By Meg Dickens
The Johnson County High School Class of 2020 had one last hurrah during the senior walk and picnic on Saturday, June 20. Students gathered at Food Country dressed in their caps, gowns, and honor cords then walked down Main Street to First Baptist Church to a crowd. Parents and generous volunteers from the Johnson County community chipped in to make this event a reality. Inclement weather was not enough to rain on their parade.]]
“After having our Senior year unexpectedly come to an end, my classmates and I have been dealing with the loss of multiple end-of-the-year activities. We have been very fortunate, though, because we have had the support and love of our community through all of it,” said JCHS 2020 graduate Hazlee Kleine. “ I know I can speak for all of the seniors when I say how grateful we are that we were able to have the Senior Walk and Picnic, and thank you to everyone that helped put it together.
Parents noticed how disappointed their children were and believed they deserved the rights of passage that the pandemic-induced early school closing took from them. As soon as school was officially closed for the 2019-2020 school year, parents got to work. Kim Kleine, the mother of Hazlee Kleine, organized a Facebook group specifically for this purpose. Graduates of the Class of 2020, brainstormed ideas and promoted them through Instagram.
Parents worked together to make these ideas possible. In the end, they pooled their resources and community resources for a photo booth, cornhole, karaoke, multiple recreational sports, and a dunking booth. Initially, there was going to be inflatables, but parents canceled the search after thinking about possible dangers related to COVID-19.
According to Kim, the ceremony is about “kids just being kids” and getting closure before moving on to the next step. Community members stepped up to make the event the best it could be.
A.C.T.I.O.N Coalition and State Farm furnished the main food; parents provided side dishes, drinks, and marshmallows; MyRide TN Johnson County Transportation Coordinator Danae Watson and Senior Center Director Kathy Motsinger handled and served desserts; Amy Curd provided wood for the bonfire and got permission from Gina Meade to use Chamber Park for the event; the Butler Fire Department provided a dunking booth; Joey Icenhour volunteered to be the photographer and helped find tables; Debbie Dunn searched for the DJ; First Christian Church donated equipment for cornhole and extreme frisbee; Johnson County High School loaned sports equipment; Paula Stewart organized teachers from county elementary schools, so students could see their former teachers.

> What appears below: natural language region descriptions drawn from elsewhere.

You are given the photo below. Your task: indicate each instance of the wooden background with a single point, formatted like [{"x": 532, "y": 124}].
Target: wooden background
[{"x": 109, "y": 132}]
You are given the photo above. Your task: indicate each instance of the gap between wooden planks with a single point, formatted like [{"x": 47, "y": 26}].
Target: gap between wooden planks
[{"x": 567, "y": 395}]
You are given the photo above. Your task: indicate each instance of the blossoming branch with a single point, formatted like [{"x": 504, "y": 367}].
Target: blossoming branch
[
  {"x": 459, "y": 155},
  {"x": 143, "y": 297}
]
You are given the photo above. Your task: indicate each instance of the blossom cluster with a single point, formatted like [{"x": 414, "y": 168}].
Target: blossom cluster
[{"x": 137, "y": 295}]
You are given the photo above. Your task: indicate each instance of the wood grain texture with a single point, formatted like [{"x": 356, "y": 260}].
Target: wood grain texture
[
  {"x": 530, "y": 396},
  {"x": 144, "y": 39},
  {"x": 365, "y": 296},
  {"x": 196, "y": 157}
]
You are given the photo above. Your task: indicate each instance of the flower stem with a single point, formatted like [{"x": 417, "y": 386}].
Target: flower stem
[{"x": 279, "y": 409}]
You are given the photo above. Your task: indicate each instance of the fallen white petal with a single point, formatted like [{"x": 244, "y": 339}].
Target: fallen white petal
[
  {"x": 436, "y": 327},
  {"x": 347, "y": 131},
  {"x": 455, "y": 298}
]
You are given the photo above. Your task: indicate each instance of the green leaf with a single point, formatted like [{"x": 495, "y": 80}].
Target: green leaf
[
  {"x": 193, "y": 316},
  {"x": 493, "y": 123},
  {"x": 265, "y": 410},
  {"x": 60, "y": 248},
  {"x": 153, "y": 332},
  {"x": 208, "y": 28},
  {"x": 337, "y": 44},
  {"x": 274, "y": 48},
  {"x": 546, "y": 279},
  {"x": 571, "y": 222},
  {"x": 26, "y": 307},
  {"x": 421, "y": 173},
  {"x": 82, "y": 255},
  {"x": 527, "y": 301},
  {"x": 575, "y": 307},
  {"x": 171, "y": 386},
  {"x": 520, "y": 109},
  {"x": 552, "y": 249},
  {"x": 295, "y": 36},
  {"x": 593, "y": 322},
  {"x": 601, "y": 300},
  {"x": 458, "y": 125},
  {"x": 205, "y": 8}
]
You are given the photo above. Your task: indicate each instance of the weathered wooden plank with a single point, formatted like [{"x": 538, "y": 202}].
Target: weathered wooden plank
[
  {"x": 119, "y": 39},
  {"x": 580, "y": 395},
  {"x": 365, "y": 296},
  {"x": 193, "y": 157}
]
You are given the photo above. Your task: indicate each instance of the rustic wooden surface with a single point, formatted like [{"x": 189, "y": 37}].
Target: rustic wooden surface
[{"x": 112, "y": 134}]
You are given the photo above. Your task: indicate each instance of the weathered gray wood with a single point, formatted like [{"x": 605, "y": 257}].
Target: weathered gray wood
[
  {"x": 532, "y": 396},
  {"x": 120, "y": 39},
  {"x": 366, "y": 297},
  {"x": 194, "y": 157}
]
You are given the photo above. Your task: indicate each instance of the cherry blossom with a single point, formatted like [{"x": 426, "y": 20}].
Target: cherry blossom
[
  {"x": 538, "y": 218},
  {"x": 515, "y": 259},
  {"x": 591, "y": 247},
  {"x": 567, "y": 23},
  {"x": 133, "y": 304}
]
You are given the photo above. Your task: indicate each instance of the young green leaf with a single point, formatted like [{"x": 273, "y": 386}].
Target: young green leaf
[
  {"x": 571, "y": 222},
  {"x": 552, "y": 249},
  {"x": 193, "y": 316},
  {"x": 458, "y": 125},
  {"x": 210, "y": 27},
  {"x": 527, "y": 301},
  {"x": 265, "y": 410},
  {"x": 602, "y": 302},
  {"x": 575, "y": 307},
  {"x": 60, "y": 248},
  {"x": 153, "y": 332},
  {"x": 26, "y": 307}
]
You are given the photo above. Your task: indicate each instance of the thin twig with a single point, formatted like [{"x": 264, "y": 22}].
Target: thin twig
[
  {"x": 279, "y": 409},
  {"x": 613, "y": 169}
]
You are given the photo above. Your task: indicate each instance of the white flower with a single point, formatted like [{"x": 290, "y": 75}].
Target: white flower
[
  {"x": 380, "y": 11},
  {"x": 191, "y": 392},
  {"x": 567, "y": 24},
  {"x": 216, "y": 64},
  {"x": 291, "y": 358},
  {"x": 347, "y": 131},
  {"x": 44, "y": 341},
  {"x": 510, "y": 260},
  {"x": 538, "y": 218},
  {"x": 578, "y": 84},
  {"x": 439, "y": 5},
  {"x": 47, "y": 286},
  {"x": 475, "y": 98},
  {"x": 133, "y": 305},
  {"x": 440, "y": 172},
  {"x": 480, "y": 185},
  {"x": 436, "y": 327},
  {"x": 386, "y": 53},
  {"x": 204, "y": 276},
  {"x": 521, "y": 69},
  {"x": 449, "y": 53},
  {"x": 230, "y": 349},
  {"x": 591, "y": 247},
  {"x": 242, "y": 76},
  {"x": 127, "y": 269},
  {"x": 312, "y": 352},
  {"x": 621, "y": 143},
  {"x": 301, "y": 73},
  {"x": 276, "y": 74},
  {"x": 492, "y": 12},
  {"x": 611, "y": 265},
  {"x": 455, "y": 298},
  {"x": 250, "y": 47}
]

“This community is just awesome. We have an overabundance of the important stuff,” Kim exclaimed. “There’s no better place for a child. When push comes to shove, this is the kind of place you want to be.”
It is not the end of this planning group. Their next project is a prom. Now that students committed to attending prom, if it were to happen, doubts on the matter can be put to rest, and plans can move forward.